Two stones of masses `m` and `2m` are whirled in horizontal circles, the heavier one in a radius `(r)/(2)` and the lighter one in radius `r` . The tangential speed of light stone is `n` times that of the value heavier stone when they experience same centripetal forces.

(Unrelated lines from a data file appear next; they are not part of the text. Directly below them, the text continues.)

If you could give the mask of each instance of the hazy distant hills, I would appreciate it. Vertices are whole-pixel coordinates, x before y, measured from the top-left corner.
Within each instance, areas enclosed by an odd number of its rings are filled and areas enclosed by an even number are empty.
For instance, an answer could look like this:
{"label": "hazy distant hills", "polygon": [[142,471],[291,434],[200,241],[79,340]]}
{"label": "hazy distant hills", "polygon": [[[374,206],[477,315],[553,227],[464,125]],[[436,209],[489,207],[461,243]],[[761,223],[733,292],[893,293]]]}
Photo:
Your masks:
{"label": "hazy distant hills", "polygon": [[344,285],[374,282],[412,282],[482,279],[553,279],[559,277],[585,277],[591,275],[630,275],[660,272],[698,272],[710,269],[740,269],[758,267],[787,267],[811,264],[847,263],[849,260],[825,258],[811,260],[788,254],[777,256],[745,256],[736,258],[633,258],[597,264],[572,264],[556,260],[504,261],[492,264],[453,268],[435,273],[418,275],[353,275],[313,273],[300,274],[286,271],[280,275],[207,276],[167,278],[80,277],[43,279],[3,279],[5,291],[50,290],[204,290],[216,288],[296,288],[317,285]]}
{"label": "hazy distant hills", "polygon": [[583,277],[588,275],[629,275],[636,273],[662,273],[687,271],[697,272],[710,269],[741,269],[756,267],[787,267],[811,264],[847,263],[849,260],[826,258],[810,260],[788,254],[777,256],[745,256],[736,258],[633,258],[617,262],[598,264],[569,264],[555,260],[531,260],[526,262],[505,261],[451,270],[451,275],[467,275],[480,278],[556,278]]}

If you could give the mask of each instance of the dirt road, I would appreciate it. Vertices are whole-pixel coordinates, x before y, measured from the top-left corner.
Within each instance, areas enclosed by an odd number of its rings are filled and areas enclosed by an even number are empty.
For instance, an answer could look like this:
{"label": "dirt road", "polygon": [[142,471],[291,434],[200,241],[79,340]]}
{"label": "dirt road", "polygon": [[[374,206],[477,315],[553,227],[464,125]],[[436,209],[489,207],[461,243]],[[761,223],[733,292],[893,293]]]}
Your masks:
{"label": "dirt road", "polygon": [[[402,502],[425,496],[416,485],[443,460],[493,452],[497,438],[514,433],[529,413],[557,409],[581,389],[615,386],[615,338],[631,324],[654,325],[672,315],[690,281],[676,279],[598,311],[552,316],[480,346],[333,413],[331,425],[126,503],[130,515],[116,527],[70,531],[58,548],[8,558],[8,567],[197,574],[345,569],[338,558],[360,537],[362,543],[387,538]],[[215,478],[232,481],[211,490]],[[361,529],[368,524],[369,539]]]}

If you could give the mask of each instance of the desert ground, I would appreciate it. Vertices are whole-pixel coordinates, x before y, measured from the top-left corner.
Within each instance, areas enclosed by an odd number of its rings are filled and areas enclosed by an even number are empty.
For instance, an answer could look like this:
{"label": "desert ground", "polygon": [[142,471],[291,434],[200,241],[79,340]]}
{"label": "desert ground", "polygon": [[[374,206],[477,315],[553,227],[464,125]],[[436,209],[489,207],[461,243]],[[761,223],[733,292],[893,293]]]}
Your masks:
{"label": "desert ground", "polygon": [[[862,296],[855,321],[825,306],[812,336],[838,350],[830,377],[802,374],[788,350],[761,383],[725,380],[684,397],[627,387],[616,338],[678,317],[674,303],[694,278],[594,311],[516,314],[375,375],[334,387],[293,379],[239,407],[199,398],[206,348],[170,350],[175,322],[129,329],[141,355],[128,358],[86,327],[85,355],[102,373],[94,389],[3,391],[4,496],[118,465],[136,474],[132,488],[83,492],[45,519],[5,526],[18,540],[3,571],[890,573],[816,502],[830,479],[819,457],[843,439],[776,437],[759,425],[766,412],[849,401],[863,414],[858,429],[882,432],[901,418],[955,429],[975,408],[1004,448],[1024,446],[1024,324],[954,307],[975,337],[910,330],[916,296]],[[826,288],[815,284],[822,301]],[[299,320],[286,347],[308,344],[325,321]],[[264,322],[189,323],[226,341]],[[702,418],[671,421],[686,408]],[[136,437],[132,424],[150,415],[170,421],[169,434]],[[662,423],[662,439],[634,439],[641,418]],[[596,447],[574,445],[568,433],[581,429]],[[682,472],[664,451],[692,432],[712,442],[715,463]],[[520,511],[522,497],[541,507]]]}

The value of `n` is:

To solve the problem, we need to analyze the centripetal forces acting on both stones and relate their speeds based on the given conditions. ### Step-by-Step Solution: 1. **Identify the masses and radii**: - Let the mass of the lighter stone be \( m \). - The mass of the heavier stone is \( 2m \). - The radius of the lighter stone's circular path is \( r \). - The radius of the heavier stone's circular path is \( \frac{r}{2} \). 2. **Write the formula for centripetal force**: The centripetal force \( F_c \) required to keep an object moving in a circle is given by: \[ F_c = \frac{mv^2}{r} \] where \( m \) is the mass, \( v \) is the tangential speed, and \( r \) is the radius of the circular path. 3. **Centripetal force for the lighter stone**: For the lighter stone (mass \( m \) and radius \( r \)): \[ F_{c1} = \frac{m v_1^2}{r} \] where \( v_1 \) is the tangential speed of the lighter stone. 4. **Centripetal force for the heavier stone**: For the heavier stone (mass \( 2m \) and radius \( \frac{r}{2} \)): \[ F_{c2} = \frac{2m v_2^2}{\frac{r}{2}} = \frac{4m v_2^2}{r} \] where \( v_2 \) is the tangential speed of the heavier stone. 5. **Set the centripetal forces equal**: According to the problem, the centripetal forces are equal: \[ F_{c1} = F_{c2} \] Therefore, \[ \frac{m v_1^2}{r} = \frac{4m v_2^2}{r} \] 6. **Simplify the equation**: We can cancel \( m \) and \( r \) from both sides (assuming \( m \neq 0 \) and \( r \neq 0 \)): \[ v_1^2 = 4 v_2^2 \] 7. **Relate the speeds**: Taking the square root of both sides gives: \[ v_1 = 2 v_2 \] This means the speed of the lighter stone is twice that of the heavier stone. 8. **Find the value of \( n \)**: Given that the speed of the lighter stone \( v_1 \) is \( n \) times that of the heavier stone \( v_2 \): \[ v_1 = n v_2 \] From our previous result, we have: \[ 2 v_2 = n v_2 \] Dividing both sides by \( v_2 \) (assuming \( v_2 \neq 0 \)): \[ n = 2 \] ### Final Answer: The value of \( n \) is \( 2 \).